Every so often, a moment such as finding the notebook brings the sadness of that terrible year jolting back into sharp focus. That eternal sense of dread - "what are they going to ask me at this Governors' meeting now? Will I sit there opening and closing my mouth silently like a goldfish? Sue would have known what to say." In her last ever message to me, her main concern was that I was being paid the right amount for the additional workload I'd had no option but to take on. Typically for Sue, she was thinking about other people instead of herself, even though she only had such a short time left. Of the many gifts she gave me in life, the very last one was that the pay review she campaigned for meant I could knock a whole year off the date she'd written next to my name on the page in front of me. The date she'd evidently written not long before she became unwell.
Late in the afternoon as the contents of the filing cabinets evolved into bulging bin liners and shredding bags, Katie came and sat in my office to go though some invoices. She looked sad. I'll miss lots of people from work, but none anywhere near as much as her. She has been my rock and my best friend - always right there with me during the hardest times, making sure I never felt alone when there were storms all around us. I'm not sure whether I would have survived those storms without her. I know she's worried about a future without me and there's almost nothing that I wouldn't do for her. Except that I can't carry on working anymore of course. The job needs fresh input from an enthusiastic newcomer. But she knows she can come and see me whenever she needs to. I'll always be there for her with hot coffee and whatever I can muster to pass for wisdom.

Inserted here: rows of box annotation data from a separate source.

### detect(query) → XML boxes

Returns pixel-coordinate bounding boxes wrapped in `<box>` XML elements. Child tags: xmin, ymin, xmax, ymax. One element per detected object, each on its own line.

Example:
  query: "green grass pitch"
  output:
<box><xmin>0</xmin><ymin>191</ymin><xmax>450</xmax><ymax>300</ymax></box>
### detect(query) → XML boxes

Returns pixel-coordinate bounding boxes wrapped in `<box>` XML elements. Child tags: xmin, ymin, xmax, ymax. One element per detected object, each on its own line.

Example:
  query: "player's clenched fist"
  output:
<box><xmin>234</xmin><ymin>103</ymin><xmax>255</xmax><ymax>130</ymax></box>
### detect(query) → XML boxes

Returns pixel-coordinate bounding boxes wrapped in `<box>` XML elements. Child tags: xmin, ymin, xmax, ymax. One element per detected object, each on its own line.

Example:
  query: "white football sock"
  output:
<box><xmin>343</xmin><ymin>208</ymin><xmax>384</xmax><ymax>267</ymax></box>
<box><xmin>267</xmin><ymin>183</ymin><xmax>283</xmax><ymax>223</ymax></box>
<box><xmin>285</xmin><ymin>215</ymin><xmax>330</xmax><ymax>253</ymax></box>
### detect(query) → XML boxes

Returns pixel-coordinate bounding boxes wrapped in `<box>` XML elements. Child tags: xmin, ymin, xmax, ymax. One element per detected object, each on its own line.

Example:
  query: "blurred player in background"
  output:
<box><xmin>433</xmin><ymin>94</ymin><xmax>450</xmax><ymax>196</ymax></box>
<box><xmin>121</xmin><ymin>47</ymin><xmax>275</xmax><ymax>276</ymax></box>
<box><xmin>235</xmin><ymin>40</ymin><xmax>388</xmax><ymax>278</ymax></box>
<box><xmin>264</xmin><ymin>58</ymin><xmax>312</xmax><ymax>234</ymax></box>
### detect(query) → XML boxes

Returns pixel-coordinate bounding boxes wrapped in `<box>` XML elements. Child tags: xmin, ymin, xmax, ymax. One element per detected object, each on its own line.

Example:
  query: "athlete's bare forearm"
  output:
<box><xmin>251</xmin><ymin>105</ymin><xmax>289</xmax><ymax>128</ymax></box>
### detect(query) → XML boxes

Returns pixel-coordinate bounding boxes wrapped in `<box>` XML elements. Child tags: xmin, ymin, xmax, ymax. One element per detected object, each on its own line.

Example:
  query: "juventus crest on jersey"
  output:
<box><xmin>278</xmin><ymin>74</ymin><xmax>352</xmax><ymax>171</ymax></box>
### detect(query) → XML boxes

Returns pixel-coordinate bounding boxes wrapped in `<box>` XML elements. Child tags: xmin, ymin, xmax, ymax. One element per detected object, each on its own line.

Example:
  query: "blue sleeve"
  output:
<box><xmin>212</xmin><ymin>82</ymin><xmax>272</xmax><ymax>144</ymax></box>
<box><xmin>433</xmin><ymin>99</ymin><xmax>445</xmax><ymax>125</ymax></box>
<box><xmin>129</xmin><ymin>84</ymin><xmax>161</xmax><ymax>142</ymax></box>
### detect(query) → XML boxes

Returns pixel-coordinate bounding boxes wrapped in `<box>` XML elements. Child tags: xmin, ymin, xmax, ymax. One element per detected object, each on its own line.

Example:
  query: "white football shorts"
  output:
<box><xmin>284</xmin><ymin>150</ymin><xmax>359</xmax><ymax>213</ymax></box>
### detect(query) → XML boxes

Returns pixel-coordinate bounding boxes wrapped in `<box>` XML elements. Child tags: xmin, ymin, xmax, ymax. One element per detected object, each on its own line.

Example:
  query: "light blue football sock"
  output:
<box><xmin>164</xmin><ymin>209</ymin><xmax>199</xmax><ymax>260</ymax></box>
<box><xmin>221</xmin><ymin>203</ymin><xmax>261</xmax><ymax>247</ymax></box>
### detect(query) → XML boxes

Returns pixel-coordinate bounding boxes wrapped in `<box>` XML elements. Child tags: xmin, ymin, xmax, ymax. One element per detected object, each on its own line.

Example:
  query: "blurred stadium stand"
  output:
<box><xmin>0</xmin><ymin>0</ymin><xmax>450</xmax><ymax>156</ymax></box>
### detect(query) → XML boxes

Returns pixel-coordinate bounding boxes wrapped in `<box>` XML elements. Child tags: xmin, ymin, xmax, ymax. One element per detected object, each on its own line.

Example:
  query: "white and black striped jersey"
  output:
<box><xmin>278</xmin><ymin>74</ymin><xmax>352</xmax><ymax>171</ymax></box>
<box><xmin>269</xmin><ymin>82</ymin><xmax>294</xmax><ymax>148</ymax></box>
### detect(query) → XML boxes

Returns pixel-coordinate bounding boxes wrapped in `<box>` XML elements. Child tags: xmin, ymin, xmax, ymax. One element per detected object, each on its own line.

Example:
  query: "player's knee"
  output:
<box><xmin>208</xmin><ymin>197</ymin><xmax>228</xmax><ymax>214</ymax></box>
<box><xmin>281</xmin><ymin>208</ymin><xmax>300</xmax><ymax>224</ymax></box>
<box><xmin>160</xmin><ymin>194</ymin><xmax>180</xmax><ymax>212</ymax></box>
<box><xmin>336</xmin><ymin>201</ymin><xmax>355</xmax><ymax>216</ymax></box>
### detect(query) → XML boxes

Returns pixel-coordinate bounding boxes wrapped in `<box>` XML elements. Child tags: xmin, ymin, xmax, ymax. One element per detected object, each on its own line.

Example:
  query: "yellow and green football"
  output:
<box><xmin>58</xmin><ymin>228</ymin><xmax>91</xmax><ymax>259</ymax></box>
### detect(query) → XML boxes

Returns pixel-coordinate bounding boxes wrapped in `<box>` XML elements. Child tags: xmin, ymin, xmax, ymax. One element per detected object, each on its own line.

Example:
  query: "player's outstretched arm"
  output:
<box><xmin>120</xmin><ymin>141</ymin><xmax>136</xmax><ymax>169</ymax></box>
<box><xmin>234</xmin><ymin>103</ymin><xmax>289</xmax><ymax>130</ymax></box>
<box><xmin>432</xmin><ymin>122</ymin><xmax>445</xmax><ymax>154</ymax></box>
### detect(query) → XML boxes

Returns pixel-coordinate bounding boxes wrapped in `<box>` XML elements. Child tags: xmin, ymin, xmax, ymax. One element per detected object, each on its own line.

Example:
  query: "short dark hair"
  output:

Of course these tributes to two people who've become so important to me has nothing to do with this picture of Holywell Bay, taken on a stunning winter evening when everyone was at the beach because everywhere else was closed. I've already told the story of that evening in another image, and somehow today the one I've just shared is the one that resonates right now. Sometimes everything very quickly changes so suddenly and drastically in peoples' lives. Our futures are unscripted, no matter what plans we make. If we can make good memories along the way then that's got to be something worthwhile surely?